Land acquisition is the first and foremost activity for any development. To achieve the GDP growth rate in double digit, manufacturing, urbanization (Sustainable Smart Cities) and infrastructure development is must. According to the World Bank group, in ease of doing business India ranks 142. To make the process easy for Domestic as well as Foreign Investor, Modi Government is doing their best. Land Acquisition is one of the hurdles to start any project in India.
In 2013, UPA Govt repealed the century old draconian Land Acquisition Act 1894 with ” The Right to Fair Compensation and Transparency in Land Acquisition, Rehabilitation and Resettlement Act, 2013 “. It made processes to acquire land so tough that it was neither fruitful to land owners nor to Investors. So, Pro-development NDA Government has issued an ordinance in 2014 as both houses were not in session. Now Govt has put Land Acquisition Bill 2015 in parliament for approval.
Pros of the Bill:
- As Social Impact Assessment has been removed for 5 sectors, acquisition time will be less. Project could be established early and it will lead to early growth.
- Cost of the Project could also be reduced as for SIA a lot of amount has to be spent.
- The Bill has included 13 more acts of Land acquisition for which there was no fixed criteria to give compensation to the Land owners. Now, people will get proper compensation for their Land.

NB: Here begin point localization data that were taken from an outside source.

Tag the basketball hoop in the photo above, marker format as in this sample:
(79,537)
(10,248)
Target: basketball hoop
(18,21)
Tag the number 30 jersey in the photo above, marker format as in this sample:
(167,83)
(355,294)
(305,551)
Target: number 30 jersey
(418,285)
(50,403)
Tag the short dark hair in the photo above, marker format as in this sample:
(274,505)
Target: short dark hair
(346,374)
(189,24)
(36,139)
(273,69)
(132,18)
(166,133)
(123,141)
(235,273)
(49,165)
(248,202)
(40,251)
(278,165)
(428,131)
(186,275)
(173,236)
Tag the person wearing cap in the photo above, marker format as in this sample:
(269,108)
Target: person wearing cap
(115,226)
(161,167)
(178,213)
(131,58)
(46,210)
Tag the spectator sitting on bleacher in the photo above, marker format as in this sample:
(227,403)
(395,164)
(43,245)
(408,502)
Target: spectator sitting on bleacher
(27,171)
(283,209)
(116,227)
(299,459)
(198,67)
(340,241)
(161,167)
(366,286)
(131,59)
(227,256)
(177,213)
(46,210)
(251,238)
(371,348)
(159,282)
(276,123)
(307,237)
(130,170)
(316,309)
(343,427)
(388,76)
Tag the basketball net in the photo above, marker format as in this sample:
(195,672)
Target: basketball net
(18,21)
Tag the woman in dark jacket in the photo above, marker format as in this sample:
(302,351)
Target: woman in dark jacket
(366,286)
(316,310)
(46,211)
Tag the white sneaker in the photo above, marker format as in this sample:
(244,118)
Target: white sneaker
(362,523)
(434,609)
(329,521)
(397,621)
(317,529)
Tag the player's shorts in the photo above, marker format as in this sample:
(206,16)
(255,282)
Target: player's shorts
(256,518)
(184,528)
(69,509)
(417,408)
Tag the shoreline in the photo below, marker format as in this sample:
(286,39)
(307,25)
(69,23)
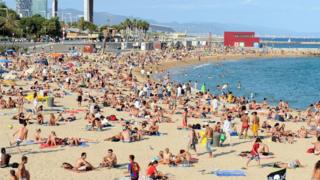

- The bill has taken the acquisition of land for private hospitals and private educational institutions within its ambit. So, land owners will get proper compensation if their land will be acquired.
- The LARR Act, 2013 states that the Land Acquisition Act, 1894 will continue to apply in certain cases, where an award has been made under the 1894 Act. However, if such an award was made five years or more before the enactment of the LARR Act, 2013, and the physical possession of land has not been taken or compensation has not been paid, the LARR Act, 2013 will apply.
The Bill states that in calculating this time period, any period during which the proceedings of acquisition were held up: (i) due to a stay order of a court, or (ii) a period specified in the award of a Tribunal for taking possession, or (iii) any period where possession has been taken but the compensation is lying deposited in a court or any account, will not be counted.
So, bill has removed the retrospective application. This is the good signal to the Investors.
Cons of the Bill:
- The bill has expanded the sectors where assessment and consent will not be required. For 5 sectors, consent clause has been removed. So the government or private individuals / companies will no longer need mandatory 80% consent for land acquisition if it is acquired for national security, defence, rural infrastructure including electrification, industrial corridors & housing for poor and 70% consent for Public Private Partnership (PPP) projects where the central government owns the land. Heart of the LARR’2013 Act was the time bound Social Impact Assessment. By this, feasibility of the project was to be established. Since SIA clause has been removed now. Project may get delayed after acquiring the land if affected people are not willing to give their land. Govt will not be able to know social and economic impact of the project.
- The Bill has exempted the projects from the restrictions on the acquisition of irrigated multi-cropped land imposed by the LARR’2013. In near future all countries will face food security problems owing to Global warming. So, proper use of the land is must.
- As the bill states that the unutilised land will need to be returned to the Land owners after 5 years or any period specified at the time of setting up of the project against the 5 years period specified in the LARR’2013. Private entities after acquiring the Land may specify arbitrary period to return the unutilised land. Taking the current scenario we can see, much of the acquired land is left unutilised. So, by giving this flexibility to Investors, land utilisation will depend on their good will.
To make the dream “Make in India” come true of our Honourable Prime minister Sh. Narendra Modi, some rationale changes in the LARR, 2013 are indeed. Hampering of the project by agitation and protests after acquiring the Land gives bad image of India with respect to ease of doing business, than delay in the project owing to SIA before acquiring the Land. With SIA, owners will know the effects of the project. If it will be beneficial for them, they will give their land willingly. And if not, without their assent, they may create agitation. So, it’s better to assess the socioeconomic impact prior to acquiring the Land.